A análise se concentra nas emendas individuais dos parlamentares, que totalizaram R$ 8,3 bilhões para cidades mais pobres e R$ 14,6 bilhões para as mais ricas nos últimos dois anos. No entanto, a falta de transparência dificulta saber como R$ 3,9 bilhões e R$ 4,6 bilhões foram utilizados, respectivamente.
Marina Atoji, da ONG Transparência Brasil, explica que municípios menores frequentemente optam por essa modalidade de emenda devido à sua liberação rápida. Os prefeitos preferem evitar emendas com finalidade definida, que exigem processos burocráticos mais longos. A criação das emendas Pix em 2019 foi, em parte, uma resposta à lentidão desses trâmites.
O aumento das emendas parlamentares desde 2020 transformou-as em uma ferramenta importante de poder para deputados e senadores, sendo utilizadas em negociações entre o Congresso e o Executivo. As emendas Pix, especialmente, cresceram em influência durante o ano eleitoral de 2024, levando a preocupações sobre favorecimento político e possíveis desvios de recursos.

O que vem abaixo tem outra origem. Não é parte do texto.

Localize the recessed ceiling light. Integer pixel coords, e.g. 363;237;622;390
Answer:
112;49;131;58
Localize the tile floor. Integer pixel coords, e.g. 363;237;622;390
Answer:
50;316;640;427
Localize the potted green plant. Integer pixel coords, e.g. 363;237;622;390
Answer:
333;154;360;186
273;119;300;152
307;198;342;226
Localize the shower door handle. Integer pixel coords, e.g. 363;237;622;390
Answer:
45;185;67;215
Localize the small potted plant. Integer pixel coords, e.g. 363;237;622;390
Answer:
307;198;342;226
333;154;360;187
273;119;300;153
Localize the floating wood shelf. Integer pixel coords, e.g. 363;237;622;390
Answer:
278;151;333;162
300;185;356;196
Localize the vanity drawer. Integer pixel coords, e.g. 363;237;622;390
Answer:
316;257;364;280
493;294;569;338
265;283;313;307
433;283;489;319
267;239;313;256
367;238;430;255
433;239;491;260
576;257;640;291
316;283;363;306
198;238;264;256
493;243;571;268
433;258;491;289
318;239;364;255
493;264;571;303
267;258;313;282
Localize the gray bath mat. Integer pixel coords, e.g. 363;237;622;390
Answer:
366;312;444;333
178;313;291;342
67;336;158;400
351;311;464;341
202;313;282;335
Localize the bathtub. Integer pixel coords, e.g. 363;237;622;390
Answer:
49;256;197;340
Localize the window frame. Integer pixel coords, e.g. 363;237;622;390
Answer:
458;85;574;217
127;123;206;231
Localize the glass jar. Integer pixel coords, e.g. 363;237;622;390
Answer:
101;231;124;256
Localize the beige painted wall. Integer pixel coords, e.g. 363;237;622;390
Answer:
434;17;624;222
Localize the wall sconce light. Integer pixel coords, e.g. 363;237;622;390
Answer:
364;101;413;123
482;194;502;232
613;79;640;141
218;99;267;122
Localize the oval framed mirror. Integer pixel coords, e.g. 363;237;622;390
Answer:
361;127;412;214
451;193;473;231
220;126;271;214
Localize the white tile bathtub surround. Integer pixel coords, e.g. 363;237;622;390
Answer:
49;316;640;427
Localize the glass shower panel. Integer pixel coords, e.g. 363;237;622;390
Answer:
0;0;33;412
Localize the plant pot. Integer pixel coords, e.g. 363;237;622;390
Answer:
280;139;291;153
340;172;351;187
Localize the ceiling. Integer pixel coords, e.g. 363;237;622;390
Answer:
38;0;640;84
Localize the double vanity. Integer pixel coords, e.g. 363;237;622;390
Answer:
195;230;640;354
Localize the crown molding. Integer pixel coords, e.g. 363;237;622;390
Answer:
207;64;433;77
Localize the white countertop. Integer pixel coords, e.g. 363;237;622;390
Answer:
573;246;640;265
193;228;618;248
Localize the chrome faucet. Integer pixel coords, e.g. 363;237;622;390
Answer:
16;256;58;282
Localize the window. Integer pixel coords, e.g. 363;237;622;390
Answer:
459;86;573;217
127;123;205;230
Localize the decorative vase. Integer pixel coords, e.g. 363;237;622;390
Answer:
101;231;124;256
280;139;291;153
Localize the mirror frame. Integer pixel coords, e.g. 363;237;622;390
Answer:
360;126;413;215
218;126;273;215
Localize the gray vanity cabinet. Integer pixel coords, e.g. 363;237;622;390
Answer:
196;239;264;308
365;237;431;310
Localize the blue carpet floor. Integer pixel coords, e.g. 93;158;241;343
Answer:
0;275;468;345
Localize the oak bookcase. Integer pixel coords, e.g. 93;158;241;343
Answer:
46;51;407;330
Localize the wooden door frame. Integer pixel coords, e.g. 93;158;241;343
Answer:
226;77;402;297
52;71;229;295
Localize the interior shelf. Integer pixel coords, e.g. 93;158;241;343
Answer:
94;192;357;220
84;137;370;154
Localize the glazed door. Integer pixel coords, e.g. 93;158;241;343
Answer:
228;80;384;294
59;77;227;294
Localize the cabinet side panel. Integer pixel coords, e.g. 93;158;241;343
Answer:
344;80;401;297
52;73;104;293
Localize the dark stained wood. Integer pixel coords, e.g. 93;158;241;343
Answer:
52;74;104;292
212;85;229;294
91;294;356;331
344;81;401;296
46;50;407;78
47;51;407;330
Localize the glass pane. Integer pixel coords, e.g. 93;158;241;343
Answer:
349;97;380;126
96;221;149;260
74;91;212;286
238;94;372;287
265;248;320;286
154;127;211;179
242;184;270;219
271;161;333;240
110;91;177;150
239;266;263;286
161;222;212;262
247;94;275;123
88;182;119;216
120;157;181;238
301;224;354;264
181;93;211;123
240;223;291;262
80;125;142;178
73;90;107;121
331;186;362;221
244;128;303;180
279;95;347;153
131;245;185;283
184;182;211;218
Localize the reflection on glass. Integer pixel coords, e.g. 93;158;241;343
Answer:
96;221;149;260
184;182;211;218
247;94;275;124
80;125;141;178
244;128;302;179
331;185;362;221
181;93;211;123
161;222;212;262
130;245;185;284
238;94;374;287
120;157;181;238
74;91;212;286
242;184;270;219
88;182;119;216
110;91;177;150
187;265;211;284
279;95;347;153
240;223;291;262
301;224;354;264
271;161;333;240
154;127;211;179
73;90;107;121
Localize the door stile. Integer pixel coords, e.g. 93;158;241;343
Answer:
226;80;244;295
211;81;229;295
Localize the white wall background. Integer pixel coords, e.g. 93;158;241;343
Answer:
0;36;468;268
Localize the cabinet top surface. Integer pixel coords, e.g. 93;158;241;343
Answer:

O Ministério Público Federal já começou a monitorar os recursos enviados para pelo menos 400 municípios. A análise da Folha cruzou dados das emendas com o IDHM do Atlas Brasil, destacando que 111 municípios receberam 100% de suas emendas na modalidade Pix nos últimos dois anos, sendo 41 deles com IDHM “baixo”.
Dentre os municípios mais beneficiados estão Afonso Cunha e Peritoró, no Maranhão, que receberam valores significativos em relação à sua população. O ex-prefeito Arquimedes Bacelar defende que essas transferências são essenciais para cidades pequenas, que muitas vezes não têm acesso a outros recursos federais.
No final de 2023, novas regras foram aprovadas para aumentar a transparência das emendas Pix, que agora não podem ser utilizadas para despesas de pessoal e devem priorizar investimentos. Isso inclui obrigações de relato e avaliação por parte do Tribunal de Contas da União, com o intuito de melhorar a fiscalização e a gestão dos recursos.